As modern-day Marxism-Communism is increasingly gripping today’s America, the color-blind society this nation moved towards for several decades is all but gone.
Instead, it is rapidly being replaced by a setup in which woke leftists want revenge and retribution against the founding majority of the American Republic. As a result, instances of anti-white racism seem to be more and more frequent by the day.
A possible case in hand might be the development at Uber in which the corporate head of diversity, Bo Young Lee, an Asian-American woman, was slapped with a suspension.
This happened because she organized online events to discuss the experience that white females have with the so-called “Karen” stereotype – namely, that they are prone to public outbursts in alleged defense of their “entitlement.”
The Zoom sessions that Lee moderated as head of DEI (“diversity, equity, inclusion”) were entitled, “Don’t Call Me Karen,” The Guardian reports.
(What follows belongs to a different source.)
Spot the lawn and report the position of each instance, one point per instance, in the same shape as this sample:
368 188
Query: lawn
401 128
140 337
Apparently, being female is no longer good enough to qualify white women among the groups of humans who are deemed “oppressed,” “downtrodden,” “disenfranchised,” and so on by default.
Thus, disgruntled black and Hispanic Uber employees played the woke “I’m more oppressed” card and got their DEI chief suspended for attending too much to white people’s feelings.
A New York Times report, which first exposed the suspension, notes there was controversy over the “Karen” events at Uber, as soon as the first one was conducted in April. A second such online session for about 500 employees was held last week.
The events favoring white women were actually part of the woke corporation’s “Moving Forward” initiative on the experience of race and minority members.
Yet, that wasn’t met well by some Uber employees. They felt white women’s discomfort over the Karen stereotype was not a worthy woke cause, and, even worse – it was “insensitive” with respect to people of color.